The stories are diverse in which particular flavor of weirdness they emphasize.  Some contain elements that wouldn’t be out of place in a science fiction story, like the narrator’s cybernetic arm in Sarah Pinsker’s “A Stretch of Highway Two Lanes Wide.”  Others draw on old folktales or urban legends: the kappa of Japanese folklore in Isabel Yap’s “A Cup of Salt Tears”, stories of changelings in Karen Joy Fowler’s “Nanny Anne and the Christmas Story”, and so on. One of my favorite pieces in the anthology was Carmen Maria Machado’s “The Husband Stitch,” which expands upon the old story of a girl who wears a green ribbon around her neck.
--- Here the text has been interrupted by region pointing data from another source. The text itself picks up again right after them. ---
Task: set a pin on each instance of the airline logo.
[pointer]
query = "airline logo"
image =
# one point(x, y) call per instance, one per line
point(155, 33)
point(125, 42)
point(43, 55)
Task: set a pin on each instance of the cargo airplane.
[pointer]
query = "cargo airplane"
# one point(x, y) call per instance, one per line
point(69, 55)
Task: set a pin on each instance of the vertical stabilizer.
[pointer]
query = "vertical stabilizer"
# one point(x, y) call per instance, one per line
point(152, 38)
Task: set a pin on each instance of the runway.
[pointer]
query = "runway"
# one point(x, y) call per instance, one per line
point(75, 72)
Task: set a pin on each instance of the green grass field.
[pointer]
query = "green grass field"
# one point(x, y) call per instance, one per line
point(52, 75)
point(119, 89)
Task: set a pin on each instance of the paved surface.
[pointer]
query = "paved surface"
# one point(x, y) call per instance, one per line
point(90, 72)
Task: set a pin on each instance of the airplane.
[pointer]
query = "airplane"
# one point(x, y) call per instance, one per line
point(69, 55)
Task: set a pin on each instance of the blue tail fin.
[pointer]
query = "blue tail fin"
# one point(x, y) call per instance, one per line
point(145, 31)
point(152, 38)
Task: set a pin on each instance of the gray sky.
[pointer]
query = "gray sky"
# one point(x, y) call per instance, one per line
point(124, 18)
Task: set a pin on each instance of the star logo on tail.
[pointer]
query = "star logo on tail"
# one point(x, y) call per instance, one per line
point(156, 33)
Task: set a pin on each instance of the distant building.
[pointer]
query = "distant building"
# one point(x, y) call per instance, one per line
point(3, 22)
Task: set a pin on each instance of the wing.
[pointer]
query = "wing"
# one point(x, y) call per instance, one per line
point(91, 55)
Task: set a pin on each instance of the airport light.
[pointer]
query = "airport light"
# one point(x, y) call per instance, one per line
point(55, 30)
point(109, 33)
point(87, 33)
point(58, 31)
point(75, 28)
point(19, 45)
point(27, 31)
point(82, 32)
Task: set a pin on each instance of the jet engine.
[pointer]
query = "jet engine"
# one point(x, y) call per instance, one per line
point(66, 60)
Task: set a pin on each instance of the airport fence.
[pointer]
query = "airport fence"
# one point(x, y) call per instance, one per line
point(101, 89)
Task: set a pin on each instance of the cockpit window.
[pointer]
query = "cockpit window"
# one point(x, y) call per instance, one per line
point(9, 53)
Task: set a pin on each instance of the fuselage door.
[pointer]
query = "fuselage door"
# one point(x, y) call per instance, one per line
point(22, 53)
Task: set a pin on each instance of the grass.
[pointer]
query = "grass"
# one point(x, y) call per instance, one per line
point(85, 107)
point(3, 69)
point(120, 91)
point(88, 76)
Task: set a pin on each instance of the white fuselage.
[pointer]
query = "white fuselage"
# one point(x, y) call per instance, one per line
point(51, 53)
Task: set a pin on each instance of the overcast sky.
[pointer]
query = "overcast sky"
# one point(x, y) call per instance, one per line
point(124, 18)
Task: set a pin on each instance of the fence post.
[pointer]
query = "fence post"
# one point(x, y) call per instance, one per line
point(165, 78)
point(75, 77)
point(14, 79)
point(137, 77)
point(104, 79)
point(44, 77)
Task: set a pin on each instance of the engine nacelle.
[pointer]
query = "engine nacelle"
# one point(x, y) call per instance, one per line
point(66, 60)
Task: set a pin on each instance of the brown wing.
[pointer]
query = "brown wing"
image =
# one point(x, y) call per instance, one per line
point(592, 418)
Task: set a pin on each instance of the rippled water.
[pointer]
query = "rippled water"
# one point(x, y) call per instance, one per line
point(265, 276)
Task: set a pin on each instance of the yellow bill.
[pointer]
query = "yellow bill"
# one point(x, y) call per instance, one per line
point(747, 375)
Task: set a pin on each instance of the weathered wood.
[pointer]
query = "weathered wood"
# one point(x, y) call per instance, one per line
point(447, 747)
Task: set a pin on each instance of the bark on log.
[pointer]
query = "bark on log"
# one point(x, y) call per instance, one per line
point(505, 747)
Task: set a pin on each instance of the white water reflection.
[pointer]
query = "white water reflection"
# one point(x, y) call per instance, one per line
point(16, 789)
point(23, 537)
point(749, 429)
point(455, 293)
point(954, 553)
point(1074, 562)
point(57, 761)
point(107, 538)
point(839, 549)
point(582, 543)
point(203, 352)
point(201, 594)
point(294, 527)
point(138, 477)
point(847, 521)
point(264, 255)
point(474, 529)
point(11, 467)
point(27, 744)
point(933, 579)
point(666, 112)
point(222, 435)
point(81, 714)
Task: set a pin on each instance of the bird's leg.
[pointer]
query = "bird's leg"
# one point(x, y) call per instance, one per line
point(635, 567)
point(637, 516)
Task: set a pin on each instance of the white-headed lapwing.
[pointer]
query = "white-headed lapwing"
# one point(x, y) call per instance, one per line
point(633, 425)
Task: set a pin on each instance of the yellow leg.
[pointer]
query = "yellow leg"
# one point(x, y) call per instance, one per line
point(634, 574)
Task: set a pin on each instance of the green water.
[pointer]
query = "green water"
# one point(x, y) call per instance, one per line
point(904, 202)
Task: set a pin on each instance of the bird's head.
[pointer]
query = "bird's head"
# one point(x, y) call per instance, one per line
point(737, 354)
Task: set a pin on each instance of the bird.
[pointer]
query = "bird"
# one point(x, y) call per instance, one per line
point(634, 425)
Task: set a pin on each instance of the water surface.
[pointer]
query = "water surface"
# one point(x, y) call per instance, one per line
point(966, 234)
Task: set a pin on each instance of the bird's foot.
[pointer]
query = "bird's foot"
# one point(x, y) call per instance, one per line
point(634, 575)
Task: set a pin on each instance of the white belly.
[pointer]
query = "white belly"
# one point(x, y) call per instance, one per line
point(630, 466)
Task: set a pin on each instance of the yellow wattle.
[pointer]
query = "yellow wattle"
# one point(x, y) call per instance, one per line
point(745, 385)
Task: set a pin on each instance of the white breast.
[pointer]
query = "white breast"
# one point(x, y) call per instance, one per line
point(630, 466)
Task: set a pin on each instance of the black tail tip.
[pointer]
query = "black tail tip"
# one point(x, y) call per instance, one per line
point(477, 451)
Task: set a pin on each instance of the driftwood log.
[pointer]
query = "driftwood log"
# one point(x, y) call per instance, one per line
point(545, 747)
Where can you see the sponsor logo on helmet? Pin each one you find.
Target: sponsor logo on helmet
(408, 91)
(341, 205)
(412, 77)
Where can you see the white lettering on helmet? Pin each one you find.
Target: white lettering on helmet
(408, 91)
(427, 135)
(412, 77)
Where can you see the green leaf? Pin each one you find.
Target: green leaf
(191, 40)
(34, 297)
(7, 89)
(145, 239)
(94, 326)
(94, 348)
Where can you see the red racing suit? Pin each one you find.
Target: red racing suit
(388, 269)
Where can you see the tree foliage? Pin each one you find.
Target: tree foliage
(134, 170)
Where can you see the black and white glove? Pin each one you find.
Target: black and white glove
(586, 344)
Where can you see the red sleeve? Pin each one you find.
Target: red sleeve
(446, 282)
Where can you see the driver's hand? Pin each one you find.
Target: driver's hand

I read “The Green Ribbon” in In a Dark, Dark Room and Other Scary Stories when I was in elementary school, so there was a pleasant tingle of nostalgia in reading a story inspired by it. Machado’s take, of course, gives us a much more complex and adult story, and I loved that it was told from the point of view of the girl who wears the ribbon.

This anthology also casts a wide net in terms of the times and places represented in the stories. Kima Jones’s “Nine” focuses on a part of history I know little about: the Great Migration of 6 million African-Americans from the South to the Northeast and (Mid)west in the early-mid 20th century. Usman T. Malik’s “Resurrection Points” takes us to modern-day Pakistan, and the tension between Christians and Muslims there is a driving force for the story. One of the things I really enjoyed about the VandeMeers’ anthology was that it presented a selection of stories from all over the world. The fact that this collection has a similar breadth, despite being limited to fiction published in a single year, really impressed me.

There were a couple of pieces that didn’t resonate with me, but that’s a matter of personal taste. Charles Wilkinson’s “Hidden in the Alphabet” and Jean Muno’s “The Ghoul” tend more toward surrealism than I usually enjoy. However, in an anthology dedicated to surveying the year’s catalogue of weird fiction, I recognize the value in not overlooking any particular sub-genre. Overall, the diversity of plot, characters, setting, and style represented by this anthology means that there’s something here for everyone.